LA NOUVELLE ENQUÊTE DU COMMANDANT LE GUENN Au 36 quai des Orfèvres !
Avril 2013 - Hôpital psychiatrique de Cadillac.
Après trois années d’internement, un tueur en série est autorisé à quitter sa cellule, sous haute surveillance, pour des sorties régulières dans le parc... Deux ans plus tard... Forêt de Rambouillet. Un corps est retrouvé ligoté à un arbre, sauvagement mutilé par des feux d’artifice. La violence du crime est sans précédent. L’enquête est confiée à Boris Le Guenn, commandant au 36 quai des Orfèvres.
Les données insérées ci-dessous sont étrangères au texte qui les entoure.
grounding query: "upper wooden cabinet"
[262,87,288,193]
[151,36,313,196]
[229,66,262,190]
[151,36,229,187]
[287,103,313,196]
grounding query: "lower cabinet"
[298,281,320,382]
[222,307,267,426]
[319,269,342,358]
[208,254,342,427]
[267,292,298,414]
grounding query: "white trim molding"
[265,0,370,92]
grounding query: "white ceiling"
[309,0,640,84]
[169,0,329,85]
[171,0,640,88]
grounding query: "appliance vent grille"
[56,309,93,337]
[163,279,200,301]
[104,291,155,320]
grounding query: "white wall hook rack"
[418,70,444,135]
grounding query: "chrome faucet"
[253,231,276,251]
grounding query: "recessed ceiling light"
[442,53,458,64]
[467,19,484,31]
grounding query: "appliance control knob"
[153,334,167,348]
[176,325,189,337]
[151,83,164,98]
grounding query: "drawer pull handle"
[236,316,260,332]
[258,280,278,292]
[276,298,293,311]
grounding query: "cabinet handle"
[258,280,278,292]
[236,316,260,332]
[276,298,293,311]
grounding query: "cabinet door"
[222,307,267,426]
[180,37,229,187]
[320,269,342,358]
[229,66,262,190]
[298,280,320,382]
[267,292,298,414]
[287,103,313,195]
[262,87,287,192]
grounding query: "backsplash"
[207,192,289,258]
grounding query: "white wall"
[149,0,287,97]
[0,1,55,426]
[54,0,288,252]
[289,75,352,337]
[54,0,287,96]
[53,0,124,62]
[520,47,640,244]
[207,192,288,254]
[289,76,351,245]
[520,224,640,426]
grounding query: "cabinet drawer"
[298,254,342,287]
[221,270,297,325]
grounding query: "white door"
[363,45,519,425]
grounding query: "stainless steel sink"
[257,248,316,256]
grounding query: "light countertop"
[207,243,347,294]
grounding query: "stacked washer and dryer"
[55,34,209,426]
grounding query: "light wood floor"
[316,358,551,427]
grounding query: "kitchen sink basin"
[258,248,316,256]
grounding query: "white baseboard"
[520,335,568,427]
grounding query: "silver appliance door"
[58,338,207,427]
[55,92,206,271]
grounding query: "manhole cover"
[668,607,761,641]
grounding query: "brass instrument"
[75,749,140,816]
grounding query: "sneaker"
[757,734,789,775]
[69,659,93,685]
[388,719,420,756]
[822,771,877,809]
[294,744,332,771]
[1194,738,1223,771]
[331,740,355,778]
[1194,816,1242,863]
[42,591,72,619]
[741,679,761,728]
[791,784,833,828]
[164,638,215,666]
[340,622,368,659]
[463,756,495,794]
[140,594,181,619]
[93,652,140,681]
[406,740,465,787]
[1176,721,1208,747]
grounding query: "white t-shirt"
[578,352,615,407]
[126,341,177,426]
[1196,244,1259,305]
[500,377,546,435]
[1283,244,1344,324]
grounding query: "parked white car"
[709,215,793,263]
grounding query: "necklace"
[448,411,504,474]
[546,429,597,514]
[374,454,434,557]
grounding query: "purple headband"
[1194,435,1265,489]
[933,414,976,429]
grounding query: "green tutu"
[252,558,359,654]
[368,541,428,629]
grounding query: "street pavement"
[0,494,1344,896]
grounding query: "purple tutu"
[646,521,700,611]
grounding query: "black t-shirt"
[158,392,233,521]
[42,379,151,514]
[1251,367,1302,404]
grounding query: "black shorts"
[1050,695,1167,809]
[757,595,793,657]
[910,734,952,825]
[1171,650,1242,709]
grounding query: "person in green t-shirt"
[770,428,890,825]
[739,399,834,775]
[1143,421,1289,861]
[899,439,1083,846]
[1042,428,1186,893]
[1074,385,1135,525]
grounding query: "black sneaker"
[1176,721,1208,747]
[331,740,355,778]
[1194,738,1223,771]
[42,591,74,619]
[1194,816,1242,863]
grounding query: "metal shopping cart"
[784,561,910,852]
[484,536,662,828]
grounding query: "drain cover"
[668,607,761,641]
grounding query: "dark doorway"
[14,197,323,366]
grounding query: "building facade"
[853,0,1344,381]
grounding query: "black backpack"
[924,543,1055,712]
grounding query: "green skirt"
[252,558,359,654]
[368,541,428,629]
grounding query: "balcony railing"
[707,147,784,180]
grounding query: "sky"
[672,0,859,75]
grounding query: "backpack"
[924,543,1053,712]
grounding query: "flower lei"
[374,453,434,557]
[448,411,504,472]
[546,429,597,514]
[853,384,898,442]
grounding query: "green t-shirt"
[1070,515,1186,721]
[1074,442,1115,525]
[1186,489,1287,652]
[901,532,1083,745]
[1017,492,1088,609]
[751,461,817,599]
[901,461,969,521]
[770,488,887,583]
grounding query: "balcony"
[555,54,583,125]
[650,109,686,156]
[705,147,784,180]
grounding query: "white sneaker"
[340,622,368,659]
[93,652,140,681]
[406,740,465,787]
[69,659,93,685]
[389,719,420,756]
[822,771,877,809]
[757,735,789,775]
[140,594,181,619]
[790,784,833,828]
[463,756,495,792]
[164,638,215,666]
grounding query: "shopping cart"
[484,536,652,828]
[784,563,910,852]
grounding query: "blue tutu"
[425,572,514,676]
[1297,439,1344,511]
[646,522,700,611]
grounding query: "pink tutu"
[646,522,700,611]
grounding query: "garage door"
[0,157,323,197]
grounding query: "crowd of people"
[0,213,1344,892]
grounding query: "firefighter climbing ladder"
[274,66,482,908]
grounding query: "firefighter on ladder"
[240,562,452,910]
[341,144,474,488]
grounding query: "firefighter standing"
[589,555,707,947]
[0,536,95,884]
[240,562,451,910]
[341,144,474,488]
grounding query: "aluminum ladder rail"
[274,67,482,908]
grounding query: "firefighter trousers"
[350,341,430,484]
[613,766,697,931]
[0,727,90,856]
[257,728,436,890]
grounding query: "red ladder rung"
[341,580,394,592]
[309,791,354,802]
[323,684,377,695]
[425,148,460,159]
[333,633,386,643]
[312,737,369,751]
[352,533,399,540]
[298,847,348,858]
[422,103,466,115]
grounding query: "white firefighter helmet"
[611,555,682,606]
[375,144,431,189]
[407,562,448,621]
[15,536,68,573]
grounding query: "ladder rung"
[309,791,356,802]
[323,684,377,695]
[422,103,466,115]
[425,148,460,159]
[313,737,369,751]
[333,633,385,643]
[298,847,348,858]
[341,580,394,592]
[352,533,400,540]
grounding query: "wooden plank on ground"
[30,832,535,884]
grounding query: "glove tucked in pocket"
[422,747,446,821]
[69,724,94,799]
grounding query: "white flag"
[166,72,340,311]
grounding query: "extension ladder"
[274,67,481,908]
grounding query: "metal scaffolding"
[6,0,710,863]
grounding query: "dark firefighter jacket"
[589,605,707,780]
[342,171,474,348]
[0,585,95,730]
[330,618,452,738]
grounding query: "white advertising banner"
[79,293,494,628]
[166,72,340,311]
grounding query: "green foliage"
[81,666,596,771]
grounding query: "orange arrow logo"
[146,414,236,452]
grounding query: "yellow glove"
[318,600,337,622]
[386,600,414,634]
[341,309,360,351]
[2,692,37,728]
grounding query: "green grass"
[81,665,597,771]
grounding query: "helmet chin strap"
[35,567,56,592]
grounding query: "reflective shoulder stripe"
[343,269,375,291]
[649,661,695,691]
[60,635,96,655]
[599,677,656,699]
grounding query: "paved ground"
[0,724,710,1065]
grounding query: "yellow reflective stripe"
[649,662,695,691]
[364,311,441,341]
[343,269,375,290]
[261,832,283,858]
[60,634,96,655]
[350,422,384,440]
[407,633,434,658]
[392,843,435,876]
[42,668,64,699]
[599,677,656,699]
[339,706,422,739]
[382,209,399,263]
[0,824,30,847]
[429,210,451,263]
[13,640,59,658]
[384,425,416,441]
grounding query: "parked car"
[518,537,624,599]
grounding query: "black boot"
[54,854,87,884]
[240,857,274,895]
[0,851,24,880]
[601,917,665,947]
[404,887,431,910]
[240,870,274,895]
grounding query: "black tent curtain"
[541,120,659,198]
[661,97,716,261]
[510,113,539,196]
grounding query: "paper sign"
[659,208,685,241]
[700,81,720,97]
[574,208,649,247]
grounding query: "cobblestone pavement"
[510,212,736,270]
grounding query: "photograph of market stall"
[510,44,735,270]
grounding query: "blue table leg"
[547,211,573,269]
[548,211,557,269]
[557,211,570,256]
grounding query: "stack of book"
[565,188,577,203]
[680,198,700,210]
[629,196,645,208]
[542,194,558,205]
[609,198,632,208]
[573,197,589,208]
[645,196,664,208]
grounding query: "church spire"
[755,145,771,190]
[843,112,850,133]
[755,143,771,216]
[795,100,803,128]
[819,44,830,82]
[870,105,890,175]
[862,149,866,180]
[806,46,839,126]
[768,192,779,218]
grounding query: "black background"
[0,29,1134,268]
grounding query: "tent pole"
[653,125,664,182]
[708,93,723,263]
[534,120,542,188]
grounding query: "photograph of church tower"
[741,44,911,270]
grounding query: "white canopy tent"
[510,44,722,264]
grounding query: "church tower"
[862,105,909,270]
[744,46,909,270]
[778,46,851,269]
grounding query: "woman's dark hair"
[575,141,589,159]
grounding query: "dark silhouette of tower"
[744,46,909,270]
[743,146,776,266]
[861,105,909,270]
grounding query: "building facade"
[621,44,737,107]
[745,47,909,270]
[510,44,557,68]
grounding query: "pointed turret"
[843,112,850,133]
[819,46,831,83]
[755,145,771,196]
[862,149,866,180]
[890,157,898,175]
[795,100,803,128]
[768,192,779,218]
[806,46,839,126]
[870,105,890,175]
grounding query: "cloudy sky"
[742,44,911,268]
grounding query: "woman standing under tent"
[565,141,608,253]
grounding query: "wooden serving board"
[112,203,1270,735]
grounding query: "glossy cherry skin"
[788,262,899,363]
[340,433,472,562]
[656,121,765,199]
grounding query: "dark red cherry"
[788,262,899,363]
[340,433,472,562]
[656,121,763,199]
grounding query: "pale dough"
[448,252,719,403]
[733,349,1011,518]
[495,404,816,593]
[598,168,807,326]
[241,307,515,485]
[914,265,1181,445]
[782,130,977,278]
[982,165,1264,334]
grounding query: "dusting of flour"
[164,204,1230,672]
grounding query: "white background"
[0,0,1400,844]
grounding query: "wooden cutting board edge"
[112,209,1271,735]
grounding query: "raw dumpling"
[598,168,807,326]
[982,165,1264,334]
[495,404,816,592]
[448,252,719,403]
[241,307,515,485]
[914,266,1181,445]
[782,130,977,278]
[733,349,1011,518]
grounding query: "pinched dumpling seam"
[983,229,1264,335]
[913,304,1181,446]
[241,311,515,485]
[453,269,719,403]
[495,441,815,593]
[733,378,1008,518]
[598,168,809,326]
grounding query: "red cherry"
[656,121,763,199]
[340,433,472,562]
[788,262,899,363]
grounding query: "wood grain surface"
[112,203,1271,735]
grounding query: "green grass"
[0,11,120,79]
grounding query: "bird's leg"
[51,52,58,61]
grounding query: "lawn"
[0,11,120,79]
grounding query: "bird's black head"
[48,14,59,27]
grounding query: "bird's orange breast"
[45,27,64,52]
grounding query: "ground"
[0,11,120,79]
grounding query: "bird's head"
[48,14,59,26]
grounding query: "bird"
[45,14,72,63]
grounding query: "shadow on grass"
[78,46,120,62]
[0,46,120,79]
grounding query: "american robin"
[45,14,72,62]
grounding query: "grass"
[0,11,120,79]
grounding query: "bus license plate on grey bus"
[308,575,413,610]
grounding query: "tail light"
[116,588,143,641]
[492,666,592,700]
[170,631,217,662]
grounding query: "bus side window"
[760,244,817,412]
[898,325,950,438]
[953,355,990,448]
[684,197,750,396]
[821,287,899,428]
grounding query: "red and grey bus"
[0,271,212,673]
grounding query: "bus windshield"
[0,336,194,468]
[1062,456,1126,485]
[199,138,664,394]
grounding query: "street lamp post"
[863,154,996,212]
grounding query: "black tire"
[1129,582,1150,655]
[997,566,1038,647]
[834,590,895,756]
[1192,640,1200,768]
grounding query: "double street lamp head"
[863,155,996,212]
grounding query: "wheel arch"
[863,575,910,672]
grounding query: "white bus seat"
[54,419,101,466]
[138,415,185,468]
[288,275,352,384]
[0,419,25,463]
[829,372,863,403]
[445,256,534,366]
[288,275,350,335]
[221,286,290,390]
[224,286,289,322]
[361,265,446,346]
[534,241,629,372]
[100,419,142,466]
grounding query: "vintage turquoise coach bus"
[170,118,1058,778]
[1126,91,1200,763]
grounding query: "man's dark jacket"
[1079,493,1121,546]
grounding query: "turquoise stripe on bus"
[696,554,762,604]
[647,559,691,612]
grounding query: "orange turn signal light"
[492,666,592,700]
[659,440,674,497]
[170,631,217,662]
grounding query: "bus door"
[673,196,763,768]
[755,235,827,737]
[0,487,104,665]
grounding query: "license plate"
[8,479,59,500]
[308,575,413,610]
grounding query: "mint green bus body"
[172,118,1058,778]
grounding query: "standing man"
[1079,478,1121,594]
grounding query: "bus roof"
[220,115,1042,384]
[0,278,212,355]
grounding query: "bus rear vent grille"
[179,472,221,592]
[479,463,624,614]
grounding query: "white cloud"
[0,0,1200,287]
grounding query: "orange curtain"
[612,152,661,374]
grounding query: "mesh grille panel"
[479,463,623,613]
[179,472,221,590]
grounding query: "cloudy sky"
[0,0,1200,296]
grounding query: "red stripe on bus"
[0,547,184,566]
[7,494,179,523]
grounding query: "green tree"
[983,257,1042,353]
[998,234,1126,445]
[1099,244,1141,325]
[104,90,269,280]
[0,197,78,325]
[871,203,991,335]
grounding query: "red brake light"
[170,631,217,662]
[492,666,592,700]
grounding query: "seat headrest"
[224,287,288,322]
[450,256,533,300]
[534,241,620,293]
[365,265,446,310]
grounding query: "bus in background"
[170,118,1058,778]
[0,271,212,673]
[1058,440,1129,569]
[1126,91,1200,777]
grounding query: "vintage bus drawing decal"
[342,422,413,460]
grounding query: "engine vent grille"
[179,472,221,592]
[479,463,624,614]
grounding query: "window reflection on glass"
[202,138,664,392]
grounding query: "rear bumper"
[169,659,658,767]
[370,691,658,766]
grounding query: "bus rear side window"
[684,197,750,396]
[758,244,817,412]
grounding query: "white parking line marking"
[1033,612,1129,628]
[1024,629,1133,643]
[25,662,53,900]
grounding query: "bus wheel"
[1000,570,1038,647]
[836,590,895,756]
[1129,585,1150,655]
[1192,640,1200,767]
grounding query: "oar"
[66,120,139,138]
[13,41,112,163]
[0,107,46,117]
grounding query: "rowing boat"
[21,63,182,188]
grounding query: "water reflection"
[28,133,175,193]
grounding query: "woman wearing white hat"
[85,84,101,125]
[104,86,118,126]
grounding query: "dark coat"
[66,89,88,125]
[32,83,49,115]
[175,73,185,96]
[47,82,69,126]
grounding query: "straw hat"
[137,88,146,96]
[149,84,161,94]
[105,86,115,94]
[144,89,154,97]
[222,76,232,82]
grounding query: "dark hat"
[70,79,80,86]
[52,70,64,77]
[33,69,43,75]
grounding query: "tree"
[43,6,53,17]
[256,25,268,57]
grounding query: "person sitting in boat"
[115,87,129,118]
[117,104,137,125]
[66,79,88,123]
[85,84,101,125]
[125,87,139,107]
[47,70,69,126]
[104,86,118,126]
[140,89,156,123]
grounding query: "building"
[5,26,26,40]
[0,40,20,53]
Une experte en explosifs vient l’épauler dans cette affaire. Tandis que d’autres meurtres se succèdent sur le même mode opératoire, un inconnu s’introduit au domicile du commandant Le Guenn et se met à le harceler par téléphone. Il semble en savoir long sur lui... Qui peut bien lui en vouloir ? Et si le passé de chacun était un premier indice...?

Vos avis

  • Louison Lit 10 septembre 2018
    Artifices - Didier Fossey

    J’ai découvert avec beaucoup de plaisir la nouvelle enquête du Commandant Le Guenn. C’est donc mon premier livre de Didier Fossey et même si on peut lire ce nouvel opus sans avoir lu les précédents, j’avoue que je suis curieuse de découvrir les antécédents de notre tueur en série car on trouve de nombreuses références aux autres tomes. Le commandant Le Guenn est un policier attachant, en pleine séparation, femme, enfants et chien l’ont quitté le laissant seul. Il va être confronté avec sa nouvelle équipe, dans cette nouvelle enquête à un tueur en série hors norme.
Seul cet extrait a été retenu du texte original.